= Anna Spargo-Ryan =

Australian writer

Anna Spargo-Ryan is an Australian author, scriptwriter and editor. She has written two novels and a memoir, in addition to works of fiction and non-fiction published in Australian newspapers and literary magazines. In 2016 she was the inaugural winner of the Horne Prize for her essay The Suicide Gene.

== Early life and education ==
Anna Spargo-Ryan was born in Adelaide, South Australia, and educated at the Pembroke School, before completing her Victorian Certificate of Education at Wesley College in Melbourne.

After leaving school she worked in digital marketing and web design, while raising her two children.

She holds a PhD in creative writing from Deakin University, and has sold essays and articles written during the process to pay for the degree.

== Writing career ==
In 2016, Spargo-Ryan published her first novel, The Paper House, which was longlisted for the 2017 Australian Book Industry Awards' Matt Richell Award for New Writer of the Year. The novel has been described as "a layered articulation of loss and grief, perception and reality".

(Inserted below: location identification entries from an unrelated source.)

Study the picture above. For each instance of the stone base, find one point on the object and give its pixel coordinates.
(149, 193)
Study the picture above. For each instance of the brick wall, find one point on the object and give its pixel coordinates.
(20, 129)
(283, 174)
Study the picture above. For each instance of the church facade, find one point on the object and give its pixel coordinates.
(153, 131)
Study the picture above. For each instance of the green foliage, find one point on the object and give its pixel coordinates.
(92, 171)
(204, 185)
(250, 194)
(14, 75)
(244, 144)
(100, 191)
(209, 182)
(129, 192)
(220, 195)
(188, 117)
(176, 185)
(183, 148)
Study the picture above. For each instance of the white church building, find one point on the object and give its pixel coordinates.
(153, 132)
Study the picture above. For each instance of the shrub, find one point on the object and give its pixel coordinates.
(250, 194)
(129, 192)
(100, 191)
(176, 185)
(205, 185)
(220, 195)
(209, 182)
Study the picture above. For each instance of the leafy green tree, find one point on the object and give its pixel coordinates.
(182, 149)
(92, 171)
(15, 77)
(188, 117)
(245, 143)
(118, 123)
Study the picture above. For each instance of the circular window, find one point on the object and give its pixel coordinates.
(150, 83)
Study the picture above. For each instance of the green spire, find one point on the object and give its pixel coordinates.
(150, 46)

Spargo-Ryan's essay about Australian rules football, How to Love Football was published in Black, Inc's The Best Australian Essays 2016, after featuring in the publisher's earlier collection From the Outer: Footy Like You've Never Heard It. She also wrote the essay The Suicide Gene about her family history of mental illness, which was awarded the Horne Prize for best essay up to 3,000 words about Australian life.

The following year she published her second novel, The Gulf, written in just three months. The novel is described as "a coming-of-age story dealing with themes of domestic violence, substance abuse, financial hardship; with Spargo-Ryan tempering the harshness with humour and a relatable narrator".

In 2022 Spargo-Ryan published her anticipated memoir A Kind of Magic about her personal experiences with mental illness, and the intricacies of the human brain. It was shortlisted for the Nonfiction Book Award at the 2023 Queensland Literary Awards.

==Bibliography==
- 2016 – The Paper House (ISBN 978-1743535202)
- 2017 – The Gulf (ISBN 978-1743537176)
- 2022 – A Kind of Magic (ISBN 978-1761150739)

== Personal life ==
Anna Spargo-Ryan lives in Melbourne with her two children. Her mother Kate Spargo is currently serving on the board of the Geelong Football Club. Spargo-Ryan remains an ardent advocate for cake stalls at election voting sites in her spare time.